Bei den jüngeren Senioren lag der Anteil schwerer Parodontitis in der DMS IV bei 39,8 Prozent. Auch in dieser Altersgruppe ist das Ziel eine Halbierung der Prävalenz, doch der Anteil schwerer Parodontitis liegt in der DMS V aktuell noch bei 24,6 Prozent (CPI- Grad 4).

Full-Mouth ist Standard

Die Methodik in der DMS V zur Erfassung parodontaler Erkrankungen geht über den bisherigen Standard weit hinaus (3). Aus epidemiologischen Vergleichen ist mittlerweile bekannt, dass Partial-Mouth-Recordings, wie etwa die Sondierungstiefenmessung an Indexzähnen, grundsätzlich zu einer Unterschätzung der Prävalenz führen (4-6). Wenngleich die meisten Probanden weiterhin in Form eines Partial-Mouth-Recordings befundet werden können, sehen aktuelle Empfehlungen daher vor, eine Teilgruppe einem Full-Mouth-Recording zu unterziehen (7). Mit diesem Verfahren kann anschließend für die gesamte Stichprobe ein Full-Mouth-Recording hochgerechnet werden.
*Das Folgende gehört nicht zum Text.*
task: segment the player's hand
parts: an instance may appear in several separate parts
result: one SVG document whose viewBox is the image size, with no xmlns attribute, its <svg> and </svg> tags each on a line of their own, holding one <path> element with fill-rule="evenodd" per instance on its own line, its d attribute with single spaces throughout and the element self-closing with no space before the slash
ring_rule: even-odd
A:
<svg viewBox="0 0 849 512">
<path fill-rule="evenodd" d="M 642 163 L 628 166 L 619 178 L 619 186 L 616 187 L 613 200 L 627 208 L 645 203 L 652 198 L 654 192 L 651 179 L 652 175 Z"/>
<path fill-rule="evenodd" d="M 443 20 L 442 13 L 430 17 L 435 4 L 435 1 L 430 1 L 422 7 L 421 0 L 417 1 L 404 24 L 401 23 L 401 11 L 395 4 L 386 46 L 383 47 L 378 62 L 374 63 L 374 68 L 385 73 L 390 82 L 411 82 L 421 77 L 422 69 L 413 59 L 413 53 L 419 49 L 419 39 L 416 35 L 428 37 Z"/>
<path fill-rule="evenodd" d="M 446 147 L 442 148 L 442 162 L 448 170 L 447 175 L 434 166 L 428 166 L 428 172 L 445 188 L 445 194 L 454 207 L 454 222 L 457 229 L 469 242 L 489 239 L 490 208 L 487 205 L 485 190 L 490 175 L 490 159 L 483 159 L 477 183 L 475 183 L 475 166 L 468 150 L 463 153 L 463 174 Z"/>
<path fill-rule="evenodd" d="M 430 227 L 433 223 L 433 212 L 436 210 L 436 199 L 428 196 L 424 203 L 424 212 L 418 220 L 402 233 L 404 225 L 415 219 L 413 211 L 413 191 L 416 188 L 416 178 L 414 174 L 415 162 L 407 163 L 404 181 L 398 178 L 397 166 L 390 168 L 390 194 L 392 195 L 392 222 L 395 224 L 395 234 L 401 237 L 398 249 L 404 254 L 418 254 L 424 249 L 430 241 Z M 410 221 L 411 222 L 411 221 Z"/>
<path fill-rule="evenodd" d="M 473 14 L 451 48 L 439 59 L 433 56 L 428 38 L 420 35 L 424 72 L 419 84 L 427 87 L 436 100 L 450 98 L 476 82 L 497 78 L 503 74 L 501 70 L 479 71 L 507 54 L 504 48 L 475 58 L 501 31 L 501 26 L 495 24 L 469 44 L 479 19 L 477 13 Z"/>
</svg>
Diesen jüngsten Standards, die auch von der Europäischen Föderation für Parodontologie (EFP) empfohlen werden, wurde in der DMS V gefolgt. Bei 92 Prozent der Studienteilnehmer der jüngeren Erwachsenen und bei 88 Prozent der jüngeren Senioren erfolgte die Befundung an den zwölf Indexzähnen, die auch in der DMS IV Grundlage der parodontalepidemiologischen Befundung waren: Zähne 17, 16, 11, 24, 26, 27, 37, 36, 31, 44, 46 und 47. Die Messungen fanden an drei Stellen je Zahn statt: mediovestibulär, mesiovestibulär und distooral. Für die Indexzahnmessung gab es eine spezifische Ersatzzahnregelung für den Fall, dass vorgesehene Indexzähne nicht vorhanden waren. Bei einem zufallsgezogenen Sub- sample von 8 Prozent der jüngeren Erwachsenen und von 12 Prozent der jüngeren Senioren erfolgte ein Sechs-Punkt-Full-Mouth-Recording an folgenden Messstellen: distovestibulär, mediovestibulär, mesiovestibulär, mesiooral, mediooral und distooral.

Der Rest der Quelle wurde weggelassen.